So. For me, personally, I don't care about the name. I generally care that it's great tech, and it clearly has a great team behind it.
However....
If I worked at CockroachDB, and I saw the negative feedback around the name, I'd take it to heart. At the end of the day, the name is marketing for the hard work of their engineers, and marketing for the engineers that want to use this DB (remember, they need to sell it to their managers who may not be technical).
This issue can show up in unexpected ways. For example, for cloud providers like Compose (IBM company), would they be comfortable with putting "CockroachDB" on the front page? They might if it's good enough, but it's at least a consideration (i.e. another meeting, another stakeholder to convince).

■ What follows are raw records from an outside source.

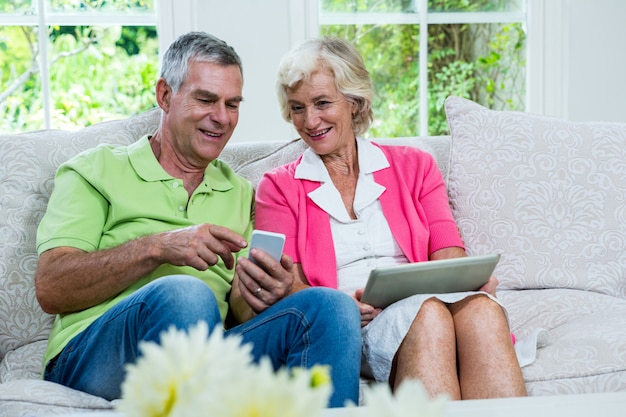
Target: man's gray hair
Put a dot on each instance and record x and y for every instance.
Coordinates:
(199, 47)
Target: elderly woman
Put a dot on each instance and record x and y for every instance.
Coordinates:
(348, 205)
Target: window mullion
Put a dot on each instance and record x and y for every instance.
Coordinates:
(423, 68)
(44, 72)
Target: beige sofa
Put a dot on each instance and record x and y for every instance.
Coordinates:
(549, 195)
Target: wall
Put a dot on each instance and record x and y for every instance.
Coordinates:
(261, 32)
(596, 62)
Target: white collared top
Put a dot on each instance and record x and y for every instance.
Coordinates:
(364, 243)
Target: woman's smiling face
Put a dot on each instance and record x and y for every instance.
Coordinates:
(321, 114)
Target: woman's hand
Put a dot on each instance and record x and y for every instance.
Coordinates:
(491, 286)
(368, 312)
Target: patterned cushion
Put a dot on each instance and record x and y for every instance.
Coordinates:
(548, 194)
(29, 162)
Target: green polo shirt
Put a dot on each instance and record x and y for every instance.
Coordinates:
(109, 195)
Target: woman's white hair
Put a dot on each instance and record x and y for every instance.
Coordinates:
(345, 63)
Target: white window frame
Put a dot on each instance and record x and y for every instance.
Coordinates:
(423, 18)
(44, 18)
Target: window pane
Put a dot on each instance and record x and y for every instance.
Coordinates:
(96, 74)
(476, 5)
(20, 81)
(343, 6)
(19, 6)
(73, 6)
(101, 73)
(394, 72)
(483, 62)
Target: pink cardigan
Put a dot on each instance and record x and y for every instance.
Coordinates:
(415, 204)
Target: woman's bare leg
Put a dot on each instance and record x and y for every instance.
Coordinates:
(488, 366)
(428, 352)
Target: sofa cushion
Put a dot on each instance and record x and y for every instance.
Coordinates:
(586, 349)
(28, 164)
(548, 194)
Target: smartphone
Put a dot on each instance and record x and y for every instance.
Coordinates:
(269, 242)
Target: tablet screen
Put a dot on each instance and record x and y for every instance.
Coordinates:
(390, 284)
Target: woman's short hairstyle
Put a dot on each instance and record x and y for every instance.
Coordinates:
(352, 79)
(196, 47)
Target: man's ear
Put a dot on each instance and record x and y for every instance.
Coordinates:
(163, 94)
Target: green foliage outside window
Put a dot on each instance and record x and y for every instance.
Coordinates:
(483, 62)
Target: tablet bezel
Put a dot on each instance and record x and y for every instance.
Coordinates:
(387, 285)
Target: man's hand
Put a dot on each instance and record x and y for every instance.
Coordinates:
(200, 246)
(368, 312)
(68, 279)
(263, 285)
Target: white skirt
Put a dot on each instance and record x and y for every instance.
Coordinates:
(383, 335)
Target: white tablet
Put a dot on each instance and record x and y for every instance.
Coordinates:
(390, 284)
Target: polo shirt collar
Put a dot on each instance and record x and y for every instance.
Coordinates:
(148, 168)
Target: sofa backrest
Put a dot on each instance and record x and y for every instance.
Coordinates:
(28, 163)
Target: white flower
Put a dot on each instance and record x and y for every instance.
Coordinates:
(410, 399)
(191, 373)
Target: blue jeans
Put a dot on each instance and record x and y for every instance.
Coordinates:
(313, 326)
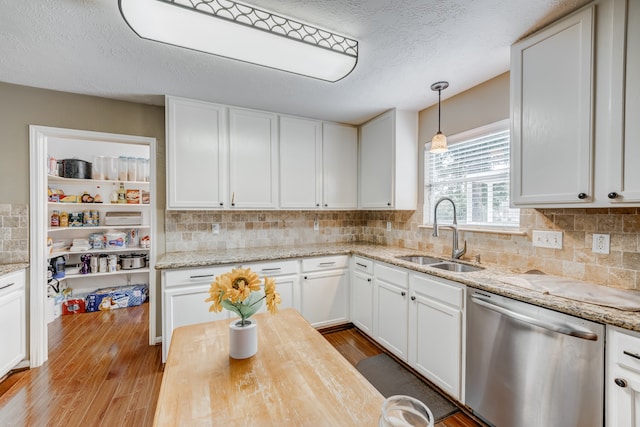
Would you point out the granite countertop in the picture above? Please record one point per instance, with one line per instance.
(486, 279)
(10, 268)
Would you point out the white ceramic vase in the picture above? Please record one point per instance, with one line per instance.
(243, 340)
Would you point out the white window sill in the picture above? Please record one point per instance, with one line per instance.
(489, 230)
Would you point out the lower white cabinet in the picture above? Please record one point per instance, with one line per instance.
(362, 294)
(325, 290)
(391, 308)
(183, 295)
(13, 321)
(435, 331)
(622, 378)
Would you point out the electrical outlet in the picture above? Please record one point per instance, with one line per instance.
(547, 239)
(601, 244)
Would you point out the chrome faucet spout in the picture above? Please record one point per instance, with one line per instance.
(455, 252)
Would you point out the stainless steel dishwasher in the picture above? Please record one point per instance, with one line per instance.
(531, 366)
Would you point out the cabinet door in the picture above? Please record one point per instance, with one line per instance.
(391, 317)
(623, 398)
(376, 162)
(324, 299)
(435, 339)
(184, 305)
(253, 162)
(300, 153)
(196, 138)
(13, 331)
(362, 306)
(339, 166)
(552, 114)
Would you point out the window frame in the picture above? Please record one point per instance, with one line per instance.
(458, 138)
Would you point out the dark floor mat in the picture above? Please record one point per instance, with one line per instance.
(391, 378)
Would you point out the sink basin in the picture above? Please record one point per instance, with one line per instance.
(455, 267)
(420, 259)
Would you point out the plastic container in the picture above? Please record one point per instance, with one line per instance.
(98, 169)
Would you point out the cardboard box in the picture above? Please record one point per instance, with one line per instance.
(73, 306)
(116, 297)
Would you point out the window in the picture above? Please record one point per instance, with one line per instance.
(475, 174)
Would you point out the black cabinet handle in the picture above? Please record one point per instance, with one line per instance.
(620, 382)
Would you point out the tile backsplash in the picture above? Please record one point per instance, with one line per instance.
(14, 233)
(192, 230)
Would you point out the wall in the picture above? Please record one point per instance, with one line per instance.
(21, 106)
(483, 104)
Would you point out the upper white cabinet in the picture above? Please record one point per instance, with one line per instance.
(574, 100)
(624, 173)
(196, 140)
(389, 161)
(253, 159)
(300, 154)
(551, 101)
(339, 166)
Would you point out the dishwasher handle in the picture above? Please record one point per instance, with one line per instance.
(554, 327)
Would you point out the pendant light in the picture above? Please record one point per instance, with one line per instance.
(439, 141)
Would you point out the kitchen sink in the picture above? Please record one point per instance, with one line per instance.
(420, 259)
(455, 267)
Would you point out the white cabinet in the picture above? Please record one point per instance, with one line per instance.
(184, 292)
(339, 166)
(436, 331)
(623, 378)
(574, 99)
(551, 101)
(13, 320)
(325, 290)
(362, 294)
(253, 159)
(388, 156)
(623, 171)
(300, 154)
(391, 308)
(196, 154)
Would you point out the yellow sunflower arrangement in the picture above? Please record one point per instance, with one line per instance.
(239, 291)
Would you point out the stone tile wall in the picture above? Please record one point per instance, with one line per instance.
(191, 230)
(14, 233)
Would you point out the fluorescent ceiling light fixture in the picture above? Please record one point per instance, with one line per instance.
(237, 31)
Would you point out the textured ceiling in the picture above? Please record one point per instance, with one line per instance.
(84, 46)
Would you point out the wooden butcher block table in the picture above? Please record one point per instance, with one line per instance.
(296, 379)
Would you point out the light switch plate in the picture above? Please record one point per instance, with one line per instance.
(547, 239)
(601, 243)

Or how about an enterprise company that's going through due diligence, and when their client asks them about their tech stack do they say "CockroachDB" or do they obfuscate the name by saying "It's a high-performance distributed database". That's a crucial moment to market CockroachDB, and it could get lost. As sad as it is, saying that you're using MySQL "because Oracle" is a point of leverage for some sales people.
People complaining about the name and how they are never going to be able to use it in production because of how gross cockroaches are is definitely the most recurring point.
I think it worked well for them, since everyone remembers the name, specially with all the distributed stores coming out lately.
A lot of congrats and excitement, questions about who uses it in a production environment, very specific use-case questions, and of course the name.
Weird how predictable the response to one company/tech always is.